BSB mulls replacing prescriptive cab-rank rule with guiding principle


Davies

Davies: apologised for delay in December

The Bar Standards Board (BSB) has finally published a consultation on changes to the standard contractual terms and the cab-rank rule – almost eight months later than it had originally promised.

The barristers’ regulator indicated it was leaning towards recommending the rule’s replacement by an outcomes-focused ‘principle’ to guide barristers, rather than a prescriptive rule to which there are numerous exemptions.

Conducting a review was one of the undertakings made to the Legal Services Board after the Bar Council accepted at the end of 2013 that it had breached the independence of the BSB by interfering in cab-rank rule changes designed to facilitate the standard contractual terms between barristers and solicitors.

In December, BSB director Vanessa Davies apologised for having failed to meet the deadline of 31 July 2014.

In a consultation on proposed changes to the cab-rank rule, published last week and ending on 19 June, in which the BSB gives options on whether to retain references to a set of standard contractual terms and to the list of defaulting solicitors within the list of exemptions to the rule, the regulator revealed the results of its 12-week call for evidence and survey on the rule, launched in October.

Responding to the call earlier this year, the Law Society questioned the rule’s “operational value” after a survey of solicitors found just one person had actually invoked it.

The BSB said the evidence suggested reliance on the rule was rare because barristers were voluntarily applying it, because market forces had helped create a supply of barristers with a commercial self-interest in accepting work, and because solicitors would not think it helpful to their client to force a barrister to undertake a case.

Further, while it was rare for solicitors to invoke the cab-rank rule in order to obtain representation for their clients, quantitive data in its own survey had shown it was “much more common for a barrister to accept cases they might not otherwise want because of the existence of the cab-rank rule”.

The notion that the real value of the rule was as a general professional principle that guided the decisions of barristers, appeared to inform the BSB’s final consultation question on the future of the rule. It would be addressing “the broader question whether such a prescriptive approach remains the most effective means to secure the objectives behind the rule” when it reviewed the new Handbook, and invited comments.

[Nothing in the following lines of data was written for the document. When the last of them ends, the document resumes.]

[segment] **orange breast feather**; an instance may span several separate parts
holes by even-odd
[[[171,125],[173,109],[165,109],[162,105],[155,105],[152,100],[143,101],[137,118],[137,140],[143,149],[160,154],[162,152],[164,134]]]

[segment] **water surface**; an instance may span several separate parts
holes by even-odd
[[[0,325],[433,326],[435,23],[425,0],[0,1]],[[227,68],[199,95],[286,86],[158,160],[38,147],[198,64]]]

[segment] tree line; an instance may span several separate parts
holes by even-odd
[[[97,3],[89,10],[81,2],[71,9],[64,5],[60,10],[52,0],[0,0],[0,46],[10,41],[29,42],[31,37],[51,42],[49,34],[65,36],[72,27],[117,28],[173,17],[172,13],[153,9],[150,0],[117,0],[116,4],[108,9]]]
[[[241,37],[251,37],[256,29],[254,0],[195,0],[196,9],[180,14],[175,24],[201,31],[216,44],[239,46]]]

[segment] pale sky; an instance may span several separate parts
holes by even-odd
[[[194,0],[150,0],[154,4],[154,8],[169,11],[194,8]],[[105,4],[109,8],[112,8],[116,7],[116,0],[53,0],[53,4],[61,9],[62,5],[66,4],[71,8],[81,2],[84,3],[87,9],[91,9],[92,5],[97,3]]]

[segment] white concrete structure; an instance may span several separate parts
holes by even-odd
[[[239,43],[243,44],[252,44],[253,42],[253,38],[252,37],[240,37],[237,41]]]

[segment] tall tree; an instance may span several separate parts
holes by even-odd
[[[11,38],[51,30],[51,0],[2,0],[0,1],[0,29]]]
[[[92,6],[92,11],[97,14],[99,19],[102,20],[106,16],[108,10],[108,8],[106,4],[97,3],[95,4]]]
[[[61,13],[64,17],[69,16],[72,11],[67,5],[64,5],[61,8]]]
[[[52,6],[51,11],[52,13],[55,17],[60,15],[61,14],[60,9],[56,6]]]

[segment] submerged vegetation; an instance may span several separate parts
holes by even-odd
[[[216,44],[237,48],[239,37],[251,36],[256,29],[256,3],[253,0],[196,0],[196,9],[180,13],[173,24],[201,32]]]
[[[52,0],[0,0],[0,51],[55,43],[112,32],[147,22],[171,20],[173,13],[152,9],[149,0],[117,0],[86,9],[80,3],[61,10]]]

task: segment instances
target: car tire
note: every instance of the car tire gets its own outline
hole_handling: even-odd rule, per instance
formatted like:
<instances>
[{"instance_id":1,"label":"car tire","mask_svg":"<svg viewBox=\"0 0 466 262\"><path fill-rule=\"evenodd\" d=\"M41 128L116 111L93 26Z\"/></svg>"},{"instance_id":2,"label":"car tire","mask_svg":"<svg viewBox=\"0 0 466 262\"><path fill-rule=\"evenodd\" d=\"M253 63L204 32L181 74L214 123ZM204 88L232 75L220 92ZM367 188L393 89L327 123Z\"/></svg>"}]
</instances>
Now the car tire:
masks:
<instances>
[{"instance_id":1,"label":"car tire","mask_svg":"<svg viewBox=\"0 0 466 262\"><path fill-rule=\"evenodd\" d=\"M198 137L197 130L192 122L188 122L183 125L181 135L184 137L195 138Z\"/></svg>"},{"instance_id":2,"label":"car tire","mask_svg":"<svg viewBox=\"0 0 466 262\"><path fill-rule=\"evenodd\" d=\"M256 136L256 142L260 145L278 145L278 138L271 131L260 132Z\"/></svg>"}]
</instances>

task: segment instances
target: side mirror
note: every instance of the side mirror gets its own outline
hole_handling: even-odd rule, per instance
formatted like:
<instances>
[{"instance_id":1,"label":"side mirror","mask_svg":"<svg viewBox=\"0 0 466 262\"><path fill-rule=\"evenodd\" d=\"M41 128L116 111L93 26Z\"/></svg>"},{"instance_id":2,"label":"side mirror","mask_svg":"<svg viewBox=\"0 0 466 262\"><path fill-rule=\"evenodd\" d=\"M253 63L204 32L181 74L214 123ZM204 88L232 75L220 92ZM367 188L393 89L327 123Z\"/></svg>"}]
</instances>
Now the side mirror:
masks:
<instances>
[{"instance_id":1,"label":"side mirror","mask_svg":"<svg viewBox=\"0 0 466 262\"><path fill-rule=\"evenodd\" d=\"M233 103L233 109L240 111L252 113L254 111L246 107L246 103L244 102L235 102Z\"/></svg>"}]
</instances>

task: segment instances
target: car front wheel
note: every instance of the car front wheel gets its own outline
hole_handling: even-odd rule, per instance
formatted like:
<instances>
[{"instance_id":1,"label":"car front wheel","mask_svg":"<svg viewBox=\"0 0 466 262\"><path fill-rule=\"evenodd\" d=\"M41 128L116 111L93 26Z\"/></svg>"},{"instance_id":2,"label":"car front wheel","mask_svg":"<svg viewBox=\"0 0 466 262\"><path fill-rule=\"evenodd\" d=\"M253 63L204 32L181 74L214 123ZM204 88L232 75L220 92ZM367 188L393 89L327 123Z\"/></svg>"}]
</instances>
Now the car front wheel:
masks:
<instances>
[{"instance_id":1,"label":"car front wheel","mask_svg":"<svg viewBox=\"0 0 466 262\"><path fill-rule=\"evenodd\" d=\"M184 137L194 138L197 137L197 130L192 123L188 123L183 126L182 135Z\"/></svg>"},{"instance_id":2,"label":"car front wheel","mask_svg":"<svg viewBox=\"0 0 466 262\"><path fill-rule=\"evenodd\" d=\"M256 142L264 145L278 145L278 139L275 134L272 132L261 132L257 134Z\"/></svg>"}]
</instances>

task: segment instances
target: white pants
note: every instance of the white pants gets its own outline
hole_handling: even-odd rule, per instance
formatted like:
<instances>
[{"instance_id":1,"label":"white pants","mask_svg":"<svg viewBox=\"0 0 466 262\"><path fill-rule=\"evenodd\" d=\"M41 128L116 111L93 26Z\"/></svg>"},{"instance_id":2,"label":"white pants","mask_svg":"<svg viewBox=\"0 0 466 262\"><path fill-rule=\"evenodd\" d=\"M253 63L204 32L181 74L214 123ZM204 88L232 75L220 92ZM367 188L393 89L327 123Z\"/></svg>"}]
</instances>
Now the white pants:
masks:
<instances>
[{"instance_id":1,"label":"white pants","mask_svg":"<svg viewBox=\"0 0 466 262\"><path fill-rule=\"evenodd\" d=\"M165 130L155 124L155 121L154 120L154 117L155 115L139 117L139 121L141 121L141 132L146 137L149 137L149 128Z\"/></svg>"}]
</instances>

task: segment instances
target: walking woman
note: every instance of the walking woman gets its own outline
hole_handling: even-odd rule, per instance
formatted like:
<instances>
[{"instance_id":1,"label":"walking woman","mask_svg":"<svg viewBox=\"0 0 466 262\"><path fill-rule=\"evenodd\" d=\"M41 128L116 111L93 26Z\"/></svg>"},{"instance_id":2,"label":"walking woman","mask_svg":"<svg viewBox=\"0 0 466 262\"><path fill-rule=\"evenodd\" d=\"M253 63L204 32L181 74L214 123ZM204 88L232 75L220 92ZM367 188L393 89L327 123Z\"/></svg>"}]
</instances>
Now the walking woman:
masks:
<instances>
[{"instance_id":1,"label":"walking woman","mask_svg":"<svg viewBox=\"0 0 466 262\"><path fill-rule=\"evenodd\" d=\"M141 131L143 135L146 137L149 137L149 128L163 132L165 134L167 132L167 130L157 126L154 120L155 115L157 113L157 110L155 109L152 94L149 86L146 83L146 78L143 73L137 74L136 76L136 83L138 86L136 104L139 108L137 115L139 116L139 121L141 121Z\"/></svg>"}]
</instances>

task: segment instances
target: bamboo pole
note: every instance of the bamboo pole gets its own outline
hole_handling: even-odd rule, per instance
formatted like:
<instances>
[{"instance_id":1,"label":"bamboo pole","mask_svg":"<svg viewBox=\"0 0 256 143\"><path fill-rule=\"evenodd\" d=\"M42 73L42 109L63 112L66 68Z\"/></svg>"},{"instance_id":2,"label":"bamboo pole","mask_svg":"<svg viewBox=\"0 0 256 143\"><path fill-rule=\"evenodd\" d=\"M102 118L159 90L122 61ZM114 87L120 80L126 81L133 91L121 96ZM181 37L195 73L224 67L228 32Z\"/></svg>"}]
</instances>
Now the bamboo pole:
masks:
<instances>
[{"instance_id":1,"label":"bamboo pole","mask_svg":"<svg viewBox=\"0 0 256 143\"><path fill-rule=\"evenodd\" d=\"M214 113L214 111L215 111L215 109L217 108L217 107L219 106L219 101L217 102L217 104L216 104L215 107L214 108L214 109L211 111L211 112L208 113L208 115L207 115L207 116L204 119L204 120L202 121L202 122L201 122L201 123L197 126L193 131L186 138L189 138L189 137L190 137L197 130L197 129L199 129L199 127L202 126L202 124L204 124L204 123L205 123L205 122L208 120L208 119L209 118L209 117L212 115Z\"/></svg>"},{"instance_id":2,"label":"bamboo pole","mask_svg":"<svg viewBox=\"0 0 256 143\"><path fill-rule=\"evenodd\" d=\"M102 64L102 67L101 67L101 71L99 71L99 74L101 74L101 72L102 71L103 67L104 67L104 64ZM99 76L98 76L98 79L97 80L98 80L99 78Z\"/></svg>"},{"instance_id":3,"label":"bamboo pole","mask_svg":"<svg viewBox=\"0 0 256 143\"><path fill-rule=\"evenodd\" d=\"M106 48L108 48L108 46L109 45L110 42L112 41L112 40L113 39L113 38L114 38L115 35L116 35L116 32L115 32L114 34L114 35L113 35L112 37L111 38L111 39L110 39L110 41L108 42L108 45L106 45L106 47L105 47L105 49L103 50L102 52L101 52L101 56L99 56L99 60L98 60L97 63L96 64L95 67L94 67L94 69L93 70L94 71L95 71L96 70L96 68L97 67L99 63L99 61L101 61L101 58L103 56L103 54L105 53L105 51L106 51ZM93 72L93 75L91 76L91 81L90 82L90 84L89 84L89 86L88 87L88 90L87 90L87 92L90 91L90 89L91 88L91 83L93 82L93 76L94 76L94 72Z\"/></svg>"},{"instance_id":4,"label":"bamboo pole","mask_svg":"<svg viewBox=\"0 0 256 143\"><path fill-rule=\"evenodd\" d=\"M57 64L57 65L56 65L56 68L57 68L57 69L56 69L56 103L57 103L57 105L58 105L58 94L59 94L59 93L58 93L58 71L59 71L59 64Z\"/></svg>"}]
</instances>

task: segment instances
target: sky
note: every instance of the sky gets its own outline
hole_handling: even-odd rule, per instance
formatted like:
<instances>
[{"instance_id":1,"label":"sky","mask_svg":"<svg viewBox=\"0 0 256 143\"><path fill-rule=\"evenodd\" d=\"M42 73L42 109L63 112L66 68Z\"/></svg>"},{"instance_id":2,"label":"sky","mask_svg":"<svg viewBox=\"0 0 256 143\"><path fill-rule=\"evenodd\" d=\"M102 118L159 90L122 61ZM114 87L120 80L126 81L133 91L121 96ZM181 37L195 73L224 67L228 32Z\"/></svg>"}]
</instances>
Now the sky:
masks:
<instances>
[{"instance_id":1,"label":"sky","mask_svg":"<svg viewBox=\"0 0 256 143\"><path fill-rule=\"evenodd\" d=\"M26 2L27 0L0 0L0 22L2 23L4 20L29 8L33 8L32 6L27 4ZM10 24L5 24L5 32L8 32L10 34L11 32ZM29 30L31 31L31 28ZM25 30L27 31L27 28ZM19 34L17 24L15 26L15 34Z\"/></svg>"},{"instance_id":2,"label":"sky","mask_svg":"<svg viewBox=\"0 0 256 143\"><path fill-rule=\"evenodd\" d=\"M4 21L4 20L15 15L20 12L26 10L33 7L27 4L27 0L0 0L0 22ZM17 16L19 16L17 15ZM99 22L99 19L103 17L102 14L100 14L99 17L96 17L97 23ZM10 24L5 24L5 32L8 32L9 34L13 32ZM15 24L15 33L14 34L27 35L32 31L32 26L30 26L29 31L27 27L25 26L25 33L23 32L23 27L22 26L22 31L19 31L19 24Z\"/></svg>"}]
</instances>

It continued: “The proliferation of exemptions to the rule in its current form can seem to detract from the central importance of the cab-rank principle itself… We will explore whether a new approach to the cab rank rule may be appropriate

“Elsewhere in the Handbook, the BSB has sought to be increasingly less prescriptive and more outcomes focused… The rule might… be drafted in a way that better reflects the reality… of the practical operation of the cab-rank rule today (i.e. as a core principle to be upheld rather than a rule with detailed, prescriptive exemptions).”

Under the current rules, the BSB Handbook provides that the cab-rank rule only applies if instructions are on the basis of either standard terms or the barrister’s own published terms. Options being consulted on are:

  • The status quo;
  • Retaining the standard terms but giving greater flexibility to the barrister to propose terms for the instructions in question;
  • Removing the standard terms but requiring the barrister either to adopt their own standard terms or propose reasonable terms for the instruction in question; and
  • Removing the standard terms but requiring the barrister to accept any reasonable terms offered by a professional client.

The BSB is also consulting on whether barristers should be exempted from the cab-rank rule “where it is reasonable to conclude that the professional client represents an unacceptable credit risk”. At present, the exemption only applies if a solicitor is on a list of defaulting solicitors, kept by the Bar Council.